“Stronger Everyday”

September 29, 2016

One of the blogs I read before taking off on the West Coast Trail warned hikers about the sheer grit and mental stamina required to successfully complete the trail.  This was perhaps the best piece of preparatory advice I could have read–more useful and helpful during my experience than the blogs I read detailing how to pack the lightest backpack, what food and clothes to bring, how to hang food away from bears, what best gear to buy, and how to train for the trek.

In my experience, regardless of how well prepared I was in some aspects and how terribly ill prepared I was in other aspects, completing the trail came down to merely grit and stamina–the will to persevere physically and mentally in the face of unpredictable challenges of varying degrees (whether that was impassable headlands, hazardous river crossings, knee-deep mud, or one of many many sets of slippery as fuck 30 feet ladders); one foot in front of the other, or in some cases one foot above the other, on and on and on.

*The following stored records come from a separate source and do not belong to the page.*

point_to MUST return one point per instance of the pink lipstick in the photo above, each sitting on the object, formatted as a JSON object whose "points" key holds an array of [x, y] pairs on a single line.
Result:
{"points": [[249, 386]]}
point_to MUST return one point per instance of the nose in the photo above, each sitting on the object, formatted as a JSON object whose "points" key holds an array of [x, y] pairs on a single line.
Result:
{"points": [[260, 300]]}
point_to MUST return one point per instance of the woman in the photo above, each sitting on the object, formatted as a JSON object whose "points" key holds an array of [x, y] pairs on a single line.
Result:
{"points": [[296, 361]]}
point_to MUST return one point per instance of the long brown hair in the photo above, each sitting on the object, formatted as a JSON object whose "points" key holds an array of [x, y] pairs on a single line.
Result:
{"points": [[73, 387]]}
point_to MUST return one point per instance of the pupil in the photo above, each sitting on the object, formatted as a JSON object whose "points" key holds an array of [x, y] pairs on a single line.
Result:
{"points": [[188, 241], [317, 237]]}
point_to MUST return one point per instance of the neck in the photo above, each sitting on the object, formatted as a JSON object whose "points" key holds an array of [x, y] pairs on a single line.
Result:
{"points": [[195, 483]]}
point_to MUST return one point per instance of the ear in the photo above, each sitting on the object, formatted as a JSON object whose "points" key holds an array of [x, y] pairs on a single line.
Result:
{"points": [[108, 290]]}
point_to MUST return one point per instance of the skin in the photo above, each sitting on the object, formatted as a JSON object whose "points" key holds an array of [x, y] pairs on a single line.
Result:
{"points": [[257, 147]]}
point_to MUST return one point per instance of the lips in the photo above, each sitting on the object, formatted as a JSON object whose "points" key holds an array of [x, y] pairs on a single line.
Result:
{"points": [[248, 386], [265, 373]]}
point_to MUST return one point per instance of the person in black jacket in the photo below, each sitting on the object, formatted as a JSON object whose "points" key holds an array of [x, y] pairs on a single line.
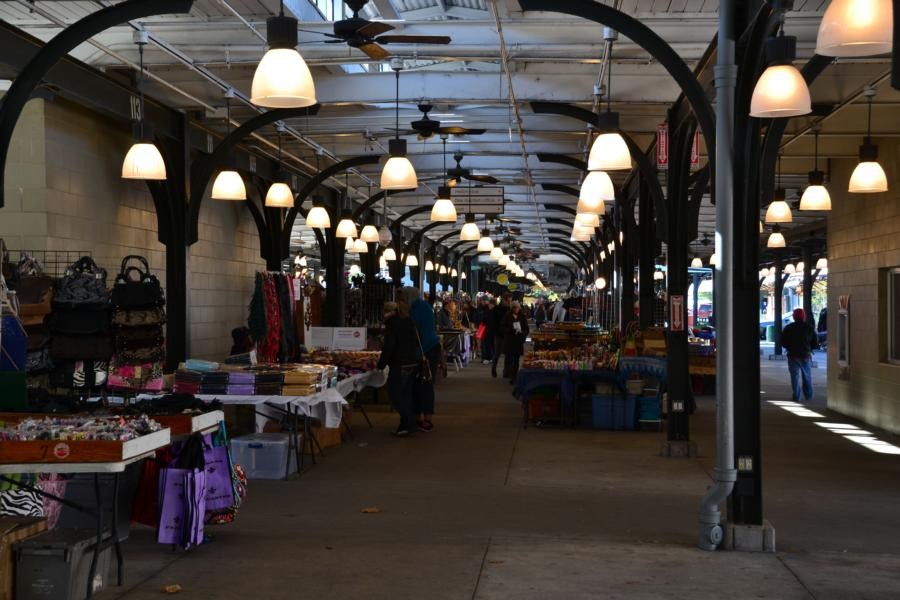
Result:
{"points": [[799, 338], [401, 354], [515, 330]]}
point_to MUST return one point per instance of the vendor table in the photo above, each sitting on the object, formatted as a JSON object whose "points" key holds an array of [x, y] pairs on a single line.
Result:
{"points": [[97, 468]]}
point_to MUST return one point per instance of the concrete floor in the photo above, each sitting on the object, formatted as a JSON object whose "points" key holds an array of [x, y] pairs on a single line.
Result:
{"points": [[481, 508]]}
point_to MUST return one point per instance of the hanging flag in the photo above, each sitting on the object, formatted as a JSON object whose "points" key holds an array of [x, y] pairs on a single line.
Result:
{"points": [[662, 146]]}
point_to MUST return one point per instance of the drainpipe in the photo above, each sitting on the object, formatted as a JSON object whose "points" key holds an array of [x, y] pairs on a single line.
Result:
{"points": [[724, 474]]}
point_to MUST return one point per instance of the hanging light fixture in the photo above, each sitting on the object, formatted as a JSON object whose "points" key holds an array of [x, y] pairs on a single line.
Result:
{"points": [[398, 173], [781, 90], [609, 152], [143, 160], [317, 217], [596, 188], [280, 194], [816, 196], [776, 239], [282, 79], [369, 234], [868, 177], [852, 28], [228, 184]]}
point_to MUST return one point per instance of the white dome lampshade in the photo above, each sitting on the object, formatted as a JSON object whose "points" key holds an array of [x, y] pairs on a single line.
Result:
{"points": [[485, 244], [868, 177], [588, 220], [781, 90], [318, 216], [776, 240], [369, 234], [346, 227], [398, 173], [470, 231], [279, 195], [228, 185], [779, 211], [282, 79], [144, 161], [609, 152], [443, 210], [595, 189], [852, 28]]}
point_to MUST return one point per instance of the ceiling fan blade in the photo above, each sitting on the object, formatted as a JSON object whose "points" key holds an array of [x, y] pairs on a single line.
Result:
{"points": [[413, 39], [461, 131], [373, 28], [375, 51], [483, 178]]}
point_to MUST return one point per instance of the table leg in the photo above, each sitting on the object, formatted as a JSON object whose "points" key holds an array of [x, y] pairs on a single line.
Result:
{"points": [[120, 562]]}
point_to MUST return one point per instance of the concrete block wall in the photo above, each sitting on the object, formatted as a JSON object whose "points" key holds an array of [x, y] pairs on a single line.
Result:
{"points": [[864, 239], [76, 200]]}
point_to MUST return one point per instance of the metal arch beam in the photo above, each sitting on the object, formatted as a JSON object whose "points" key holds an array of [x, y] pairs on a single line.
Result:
{"points": [[57, 48], [203, 168], [646, 38]]}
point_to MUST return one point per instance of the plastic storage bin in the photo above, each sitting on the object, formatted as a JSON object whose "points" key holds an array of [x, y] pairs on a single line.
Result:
{"points": [[55, 565], [263, 455]]}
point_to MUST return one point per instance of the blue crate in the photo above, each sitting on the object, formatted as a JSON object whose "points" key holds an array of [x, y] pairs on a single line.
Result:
{"points": [[648, 408]]}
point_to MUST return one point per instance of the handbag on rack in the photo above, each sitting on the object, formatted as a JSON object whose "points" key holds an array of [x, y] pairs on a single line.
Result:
{"points": [[136, 287], [83, 287]]}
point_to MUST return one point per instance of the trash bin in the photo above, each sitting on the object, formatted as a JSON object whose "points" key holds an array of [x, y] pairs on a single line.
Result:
{"points": [[55, 565]]}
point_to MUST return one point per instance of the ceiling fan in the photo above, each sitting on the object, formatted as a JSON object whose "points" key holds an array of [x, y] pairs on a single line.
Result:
{"points": [[361, 33], [427, 127]]}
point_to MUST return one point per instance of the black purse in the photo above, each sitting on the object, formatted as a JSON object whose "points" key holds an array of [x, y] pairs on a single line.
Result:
{"points": [[142, 291], [83, 287]]}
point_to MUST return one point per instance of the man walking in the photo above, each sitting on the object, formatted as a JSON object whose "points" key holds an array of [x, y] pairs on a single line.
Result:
{"points": [[799, 338]]}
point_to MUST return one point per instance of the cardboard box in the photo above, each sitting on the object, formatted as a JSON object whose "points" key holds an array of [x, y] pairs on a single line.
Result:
{"points": [[12, 530]]}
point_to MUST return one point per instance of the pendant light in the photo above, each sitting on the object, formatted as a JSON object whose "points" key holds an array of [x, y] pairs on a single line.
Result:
{"points": [[143, 160], [282, 79], [280, 194], [816, 196], [609, 152], [317, 217], [852, 28], [228, 184], [776, 239], [779, 211], [596, 188], [398, 173], [868, 177], [443, 210], [781, 90]]}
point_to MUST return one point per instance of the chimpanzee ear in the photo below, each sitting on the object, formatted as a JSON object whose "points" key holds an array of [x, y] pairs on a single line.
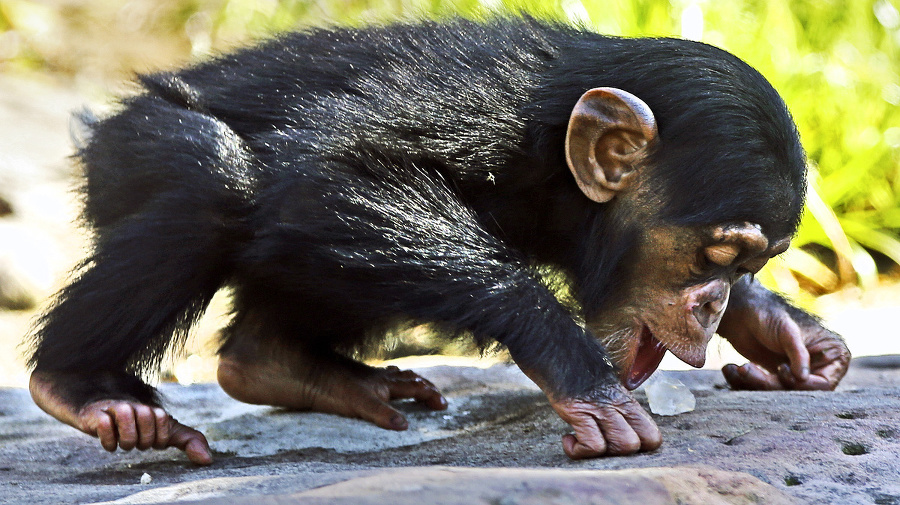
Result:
{"points": [[608, 131]]}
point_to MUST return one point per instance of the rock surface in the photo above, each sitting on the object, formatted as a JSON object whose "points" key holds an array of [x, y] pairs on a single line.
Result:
{"points": [[499, 443]]}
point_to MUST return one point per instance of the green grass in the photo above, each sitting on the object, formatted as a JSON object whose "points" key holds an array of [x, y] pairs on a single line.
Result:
{"points": [[835, 62]]}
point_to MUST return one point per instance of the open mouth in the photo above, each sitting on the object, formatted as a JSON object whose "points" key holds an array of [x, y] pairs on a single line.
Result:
{"points": [[649, 353]]}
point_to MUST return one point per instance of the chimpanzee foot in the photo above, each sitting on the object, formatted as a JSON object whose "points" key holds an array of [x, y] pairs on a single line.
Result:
{"points": [[334, 385], [121, 423]]}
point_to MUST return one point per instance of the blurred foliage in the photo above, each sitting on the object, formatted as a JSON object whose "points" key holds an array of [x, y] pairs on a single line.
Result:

In trying to access whatever grit and stamina I had in me while I was hiking, I found myself rehearsing in my head what Robin often repeats during class: “stronger everyday”.  I had to convince myself that, contrary to feeling increasingly exhausted and weak, I was actually getting stronger  with every step and every day; I told myself I was stronger than I was yesterday, stronger than I was in the first 10 kilometers, stronger than I was when I climbed the first ladder….the second ladder…and so on.

Step by step, I witnessed the true power of “mind over matter”.   We can do more than we physically feel we can if only we believe in our minds that we can.

Secondly, I also learned during this hike–in addition to the above–that having a hand to hold along the way helps to reduce the size of a scary situation.  I keep thinking of the moment M offered me his hand to help me cross the 6 feet gap between two cliffs about 20 feet above water.  I remember thinking I would fall, that there was no way I could balance myself and my 40 pound pack well enough to walk across this 6 inch wide wooden plank to get to the other side.  I froze.  I just stood there.  If M hadn’t offered me his hand to hold as I walked across, I am quite convinced I would still be there or back at the start line.  Thank the Universe for Friends.  Thank the Universe that I have such True Friends.  I have friends who will hold my hiking poles as I clumsily climb up ladders, descend ladders, and cross various suspended bridges and boardwalks; friends who will offer me a kleenex when my nose is runny and my eyes are teary without judgement; friends who will help me boil water from the stream as I sit and watch; friends who will not only offer to share their tent with me, but whom I can count on to set up and take down said tent when I was clueless how to do either.  I have friends who even packed me a Lindt Lava Cake chocolate bar to celebrate my birthday because hey, there are no dehydrated hike-appropriate cakes and after all, Lindt is my favourite chocolate brand.  So while maybe these friends did not wait for me every step of the way, and while maybe they got my sleeping pad wet and sandy some nights, and while maybe they would ask for me to help with random tasks when my hands were full–at the very end of the day, I knew I was safe with them, I knew I could depend on them, and I knew they were lifetime friends.

I am a lucky lady to find lifetime friends.  I realized through the challenges of the West Coast Trail that as much as I like being alone and take pride in being able to do things on my own, “two is better than one”, if only for company and support.

We finished our half of the trail in almost exactly 3 days.  We could’ve likely completed 33km in less time than that.  My friends certainly could have, I know that for sure.  But one final key learning for me is that slow and steady is a-okay.  The hike, much like life with its uncertainties, challenges, and rewards, is not a race.  Each of our experiences along the same walk will differ; our strengths will differ along with our weaknesses.  I personally would rather enjoy the trek as much as possible, attend to my steps and the sights along the way, and limit my bumps and bruises.

Hiking the West Coast Trail was the worst of times and the best of times.  Only when I could fully accept the worst–the unyielding mud at every turn, the slippery riverbeds, the plethora of wet and slimy ladders (I keep talking about ladders….), and all the broken boardwalks, for example–could I then embrace the best: the friends who talked me through my fears, the magical view of the milky way, and all the unique sights we traversed through, across, and atop.